No cabe duda que el capitalismo es aterrador ” pensó el moreno soltando un resoplido.

 

El varón optó por una sudadera negra protegiéndose del frío pero de eso ya pasó mucho y ahora el sol estaba cobrando dominio en el firmamento a tal punto de que el rocío de la mañana fue remplazado por un ligero vapor del suelo.

 

Sin pensarlo se quitó la prenda y la amarró a sus caderas maravarenado el folder con sus documentos, su cartera, gorra y un bote de agua para no tirar nada y seguir avanzando los micropasos de tortuga que daba de vez en cuando porque no se le ocurrió traer su mochila pues "no quiera perder tiempo en algo inutil”.

 

Quizas el inutil era él.

 

Más porque en su burdo intento de alcanzar el transporte olvidó el yogurt con granola en la mesa y ahora tendría que calmar el hambre con agua, aunque a traguitos para no desbordar su vejiga ya que no deseaba perder su lugar que tanto le costó; un reto enorme para una diligencia que bien se podría realizar en línea, una ofensa para un programador como él.

 

El cúmulo de emociones lo consumía y maldijo en sus adentros el no tener su consola cerca pues no confiaba en la seguridad del lugar y no estaba dispuesto a arriesgar ese aparato que le costó un cuarto de alma.
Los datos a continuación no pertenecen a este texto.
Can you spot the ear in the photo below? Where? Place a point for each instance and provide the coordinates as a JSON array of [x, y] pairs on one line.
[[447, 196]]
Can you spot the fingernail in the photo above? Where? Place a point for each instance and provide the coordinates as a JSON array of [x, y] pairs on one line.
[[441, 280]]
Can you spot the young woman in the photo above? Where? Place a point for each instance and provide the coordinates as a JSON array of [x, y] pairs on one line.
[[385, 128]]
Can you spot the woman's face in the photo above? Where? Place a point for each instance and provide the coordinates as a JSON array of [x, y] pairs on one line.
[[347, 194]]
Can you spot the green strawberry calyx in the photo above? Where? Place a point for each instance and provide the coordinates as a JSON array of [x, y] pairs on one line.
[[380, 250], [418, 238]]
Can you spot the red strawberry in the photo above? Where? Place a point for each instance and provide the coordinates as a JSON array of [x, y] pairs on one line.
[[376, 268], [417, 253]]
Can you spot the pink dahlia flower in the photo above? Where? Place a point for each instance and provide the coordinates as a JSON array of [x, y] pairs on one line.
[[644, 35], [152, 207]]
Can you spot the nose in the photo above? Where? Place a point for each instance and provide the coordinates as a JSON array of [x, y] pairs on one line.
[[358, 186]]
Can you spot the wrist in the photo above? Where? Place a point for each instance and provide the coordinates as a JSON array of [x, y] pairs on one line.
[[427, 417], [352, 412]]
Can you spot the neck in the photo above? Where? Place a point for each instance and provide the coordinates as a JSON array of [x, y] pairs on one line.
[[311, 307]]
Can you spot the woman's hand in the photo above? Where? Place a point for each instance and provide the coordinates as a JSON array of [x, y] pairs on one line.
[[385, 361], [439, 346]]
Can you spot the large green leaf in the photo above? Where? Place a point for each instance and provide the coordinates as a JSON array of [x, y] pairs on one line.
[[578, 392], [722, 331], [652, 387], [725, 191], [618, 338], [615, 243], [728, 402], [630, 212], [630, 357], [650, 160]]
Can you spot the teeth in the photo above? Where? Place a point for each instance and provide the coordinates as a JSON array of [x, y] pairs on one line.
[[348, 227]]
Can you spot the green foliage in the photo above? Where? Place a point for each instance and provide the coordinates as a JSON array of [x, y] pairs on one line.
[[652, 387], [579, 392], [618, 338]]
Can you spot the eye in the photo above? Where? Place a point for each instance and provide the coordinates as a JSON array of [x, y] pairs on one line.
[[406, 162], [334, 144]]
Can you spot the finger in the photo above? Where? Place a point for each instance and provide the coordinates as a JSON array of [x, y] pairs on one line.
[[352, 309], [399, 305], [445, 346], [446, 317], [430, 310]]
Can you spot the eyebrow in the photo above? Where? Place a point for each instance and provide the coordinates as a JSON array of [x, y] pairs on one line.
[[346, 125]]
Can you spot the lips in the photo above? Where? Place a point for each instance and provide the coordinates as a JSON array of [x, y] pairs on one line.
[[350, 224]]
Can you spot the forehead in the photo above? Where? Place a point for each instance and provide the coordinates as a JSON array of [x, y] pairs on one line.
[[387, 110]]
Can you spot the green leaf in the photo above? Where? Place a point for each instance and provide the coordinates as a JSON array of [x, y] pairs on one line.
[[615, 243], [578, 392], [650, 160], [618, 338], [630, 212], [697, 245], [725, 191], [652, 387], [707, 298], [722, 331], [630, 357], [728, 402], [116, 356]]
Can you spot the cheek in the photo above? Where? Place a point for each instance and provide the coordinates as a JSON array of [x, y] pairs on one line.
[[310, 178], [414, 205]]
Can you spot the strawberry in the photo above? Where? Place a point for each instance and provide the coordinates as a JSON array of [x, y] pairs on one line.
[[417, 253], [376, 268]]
Nada más contaba con su celular que para su desgracias apenas uno de los encargados había voceado que necesitaban con datos 

 

Y casi quiso besarle el cerebro a la doñita arguendera que protestó de que si les veía la cara de ricos como para tener ese tipo de privilegios. 

 

Desgraciadamente la mandaron a meter saldo e irónicamente eso ayudó a que muchos se fueran entre enojados y enajenados por conseguir crédito, rezando que la persona a su lado apartara su lugar o de pérdida la fila no avanzara tanto para poder pelear su puesto. 

 

Menos mal tenía un plan decente, aún así ahora debía de guardar batería por si las moscas. 

 

—Disculpa —una voz femenina lo sacó de sus cavilaciones, él regresó la vista a la que debido a su chaleco distinguió como una de las colaboradoras—, este es tu turno.

 

Le extendió un papelito escueto con un número de tres dígitos que casi lo hace aullar como perro apaleado, demasiados sacrificios para tener el puesto cien.

 

Quería desaparecer.

 

O que desaparezcan los noventa y nueve delante de mí.”, elucubró venenoso.  

 

Abandonó esos malos pensamientos cuando otro sujeto gritó que podían acceder a la unidad los primero cien turnos ya que todo este rato estuvo afuera del recinto castañeando del frío para después ahogarse con la resolana. 

 

Mientras entraba la portera mencionó que a partir de aquí no necesitaba hacer fila solo guardar bien el papelito numerado que tenía un código QR al reverso para estar atento a su turno y que si quería podía ir a la cafetería de la cancha para desayunar.

 

Vaya, ¿qué clase de primer mundo es este?

 

Pareciera que estaba en Suiza y no en México.

 

Era demasiado bueno para ser verdad. 

 

Sí.

 

Demasiado.

 

Con recelo corrió directo a la tiendita para comprar un pan y un café, luego localizó el lugar más cercano a las mesas de trabajo descubriendo lo que temía: los empleados degustando un gran desayuno a sus anchas sin preocuparse por el gentío con millones de obligaciones además de acampar en canchas.

 

El joven se plantó a plena vista de ellos, acechandolos. 

 

Lo había decidido, sería el sucesor de la doñita arguendera y pondría presión social porque si él no descansaba ellos tampoco.

 

Así que de dió un sorbo a su café mientras chopeaba su pan con la mirada fija en esos desgraciados que reían dejando mosquear sus platos. 

 

Tan concertado se hallaba que ni notó a un trío de dos chicas y un hombre sentados a su lado derecho.